Mild, Rapid, and Chemoselective Procedure for the Introduction of the 9-Phenyl-9-fluorenyl Protecting Group into Amines, Acids, Alcohols, Sulfonamides, Amides, and Thiols
Soley, Jacob,Taylor, Scott D.
, (2020/02/04)
The 9-phenyl-9-fluorenyl (PhF) group has been used as an Nα protecting group of amino acids and their derivatives mainly as a result of its ability to prevent racemization. However, installing this group using the standard protocol, which employs 9-bromo-9-phenylfluorene/K3PO4/Pb(NO3)2, often takes days and yields can be variable. Here, we demonstrate that the PhF group can be introduced into the amino group of Weinreb's amides and methyl esters of amino acids, as well as into alcohols and carboxylic acids, rapidly and in excellent yields, using 9-chloro-9-phenylfluorene (PhFCl)/N-methylmorpholine (NMM)/AgNO3. Nα-PhF-protected amino acids can be prepared from unprotected α-amino acids, rapidly and often in near quantitative yields, by treatment with N,O-bis(trimethylsilyl)acetamide (BSA) and then PhFCl/NMM/AgNO3. Primary alcohols can be protected with the PhF group in the presence of secondary alcohols in moderate yield.
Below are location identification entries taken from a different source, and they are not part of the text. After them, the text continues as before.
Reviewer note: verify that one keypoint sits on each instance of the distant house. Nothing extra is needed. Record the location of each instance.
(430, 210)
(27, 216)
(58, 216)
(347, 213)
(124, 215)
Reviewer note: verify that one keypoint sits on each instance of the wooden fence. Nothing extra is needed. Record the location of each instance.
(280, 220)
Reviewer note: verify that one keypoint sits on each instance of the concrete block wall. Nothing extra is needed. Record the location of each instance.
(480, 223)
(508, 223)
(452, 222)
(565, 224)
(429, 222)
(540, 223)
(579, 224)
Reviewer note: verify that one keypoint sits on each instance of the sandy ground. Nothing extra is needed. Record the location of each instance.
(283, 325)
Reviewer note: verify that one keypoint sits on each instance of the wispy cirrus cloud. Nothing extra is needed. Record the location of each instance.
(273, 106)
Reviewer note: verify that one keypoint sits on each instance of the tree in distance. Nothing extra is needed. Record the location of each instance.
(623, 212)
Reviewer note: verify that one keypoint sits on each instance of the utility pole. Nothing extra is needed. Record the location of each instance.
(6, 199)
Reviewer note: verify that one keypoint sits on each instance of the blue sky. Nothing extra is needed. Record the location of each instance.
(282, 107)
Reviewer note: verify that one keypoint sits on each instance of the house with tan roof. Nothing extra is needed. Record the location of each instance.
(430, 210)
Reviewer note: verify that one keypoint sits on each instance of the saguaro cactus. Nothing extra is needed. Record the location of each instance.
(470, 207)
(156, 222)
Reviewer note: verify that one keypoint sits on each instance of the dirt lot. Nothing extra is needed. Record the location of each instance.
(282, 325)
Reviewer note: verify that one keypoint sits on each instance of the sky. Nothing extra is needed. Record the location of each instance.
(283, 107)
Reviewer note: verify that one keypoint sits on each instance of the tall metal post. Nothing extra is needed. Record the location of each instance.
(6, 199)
Using PhFCl/AgNO3, a primary alcohol can be protected in good yield in the presence of a primary ammonium salt or a carboxylic acid. Primary sulfonamides and amides can be protected in moderate to good yields using phenylfluorenyl alcohol (PhFOH)/BF3·OEt2/K3PO4, while thiols can be protected in good to excellent yield using PhFOH/BF3·OEt2 even in the presence of a carboxylic acid or primary ammonium group.